現在ログインしているユーザや関連するプロセスを表示するコマンド。

---------------




 おぉう、怖いなぁ。


 カスタムされている。というより、現物に合わされているんだろう。


 おかげでwallコマンドがどこまで届いているのか気になる。


「なんだよ、今のはっ!」


 男が狼狽えている。


 コマンドが自分以外にも影響を与えていることはcpやwallで理解できた。そうなると世界との接点はどうなっているのかということである。


 怪しいのは/devだ。


[sato@world ~]$ ls /dev

null stderr stdin stdout tty tty0 tty1 tty2 tty3 tty4 world




---/devディレクトリ---

デバイスを操作したいときに利用するファイルが置いてある。

本来ならcpuやsdaといったデバイスファイルがあるはず。

------------------------




 色々と足りていない気がする。


 cpuだとかdiskだとか、リソース関係のものがゴッソリとなくなっている。


 一方で後ろの方に見慣れないヤツを発見。


 試しになんか流し込んでみよう。


[sato@world ~]$ echo 'HOGE' > /dev/world

HOGE




---echoコマンド---

引数で指定した文字列をコンソールやファイルなどに出力するコマンド。

上記の場合は、'HOGE'という文字を、/dev/worldに突っ込んでいる。

-------------------




 くそう、なにも起こらない。


 標準出力にアウトされただけじゃないの。


 こうなるとコマンドで解決するより、お酒の一杯でも奢った方が早い。


 幸い懐は温かいのだ。


「貴方の鍛えられた肉体が素晴らしいもので、思わず見てしまいました。

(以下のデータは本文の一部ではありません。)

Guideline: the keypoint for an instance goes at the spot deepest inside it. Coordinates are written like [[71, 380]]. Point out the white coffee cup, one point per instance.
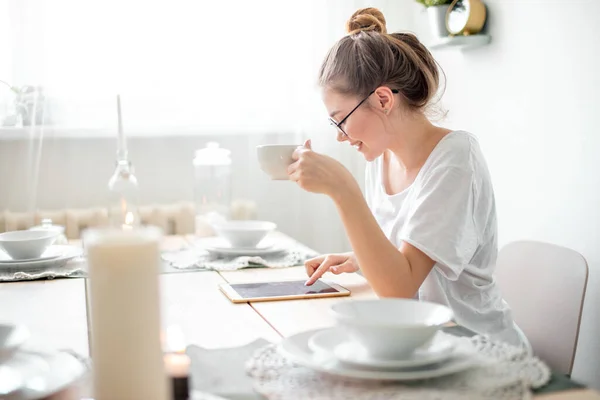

取り分け胸元の鍛え方が素晴らしい。気を悪くされたのであれば申し訳ありません。もしよろしければ一杯奢りますんで、それで納得してもらえませんでしょうか?」


「おぉ? この筋肉の良さが分かるか? 黄色いの」


「ええ、それはもう。同じ男でも惚れ惚れします」


「なんだよ、なかなか見る目があるじぇねぇか」


 満更でもない表情になるマッスル。


 よかった、財布ごと寄越せ、みたいなルートに突入しなくて。


 しかし、おかげで一緒に飲む羽目になってしまった。晩ごはんにお酒は欠かせないが、相手が怖い顔のマッチョというのはストレスフルだ。ソロで宅飲み至上主義者としては、パソコンのディスプレイこそ最高の飲み友達である。


「それでコイツよ! 誘いの森で手に入れた魔法書だ」


 気分を良くした男は、あれやこれやと自慢を語り始めた。


 そうしたやり取りの過程で、懐から何やら一冊本を取り出した。


「魔法書、ですか?」


「なんだオマエ、魔法書を知らねぇのか?」


「あ、はい」


「そういうことなら、俺が教えてやるとしよう」


「ありがとうございます」


 なんだよこのマッチョ、以外と気が利くじゃないか。


「魔導書っていうのは魔法について書かれた本なんだよ」


 そのまんまじゃないか。


「俺みたいな魔力がないヤツでも、これと魔石を使えば魔法が使えるんだ。本の中には大量の魔法陣が書かれていてな。それと魔石の魔力とを利用して、魔法を発動させるのが魔法書の仕組みらしい」」


「なるほど」


「魔法書も紙っペラ一枚の簡素なヤツから、俺が手に入れた分厚いものまで、いろいろとあるんだよ。それで世の中的には、厚ければ厚いほど、そこに記された魔法はヤバイっていうのが世の中的な話だ」


「つまりそれは、とんでもなく価値があるんですね」


「へへ、そういうことだぜ? どうだ? スゲェだろ?」


「とても気になります」


「読んでみてぇか?」


「え、いいんですか?」


「もう一杯奢ってくれたら、読むだけなら見せてやるぜ?」


「ぜひお願いします」


 話の流れで魔法書とやらを見せてもらうことになった。


 手渡されたそれをテーブルの上で広げてみる。


 するとたしかに、そこには大量の魔法陣が記載されていた。まるで電子機器の基盤をまとめたような代物である。


 そこでふと思った。


 テーブルの天板に隠して、コンソールを起動する。


[sato@world ~]$ cd items

[sato@world items]$ ls

Goka-no-Sho Wallet


 あった。


 これって上手くやれば足元にcpできるかも。


[sato@world items] cp Goka-no-Sho Goka-no-Sho.org


 コマンドを打つに応じて、机の下で何かが輝くような気配。


 これに構わず追加で確認。


[sato@world items] ls

Goka-no-Sho Goka-no-Sho.org Wallet


 やったぞ。


「オマエ、そこになんか黒いもんが……」


「っ……」


[sato@world items]$ exit




---exitコマンド---

ログアウトするコマンド。

------------------



 大慌てでコンソールを消す。


 相手が酔っていることも手伝って、幸い気づかれることはなかった。


「……気の所為か」


「どうしました?」


「いや、なんでもねぇよ」


 それからしばらく、男が自慢に満足して席を立つまで、会話に付き合う羽目となった。足元にコピーされた物を回収したのは、その姿が店の外に消えて、見えなくなってからのことである。


 めっちゃヒヤヒヤした。


 ただ、おかげで素敵なアイテムをゲットすることができた。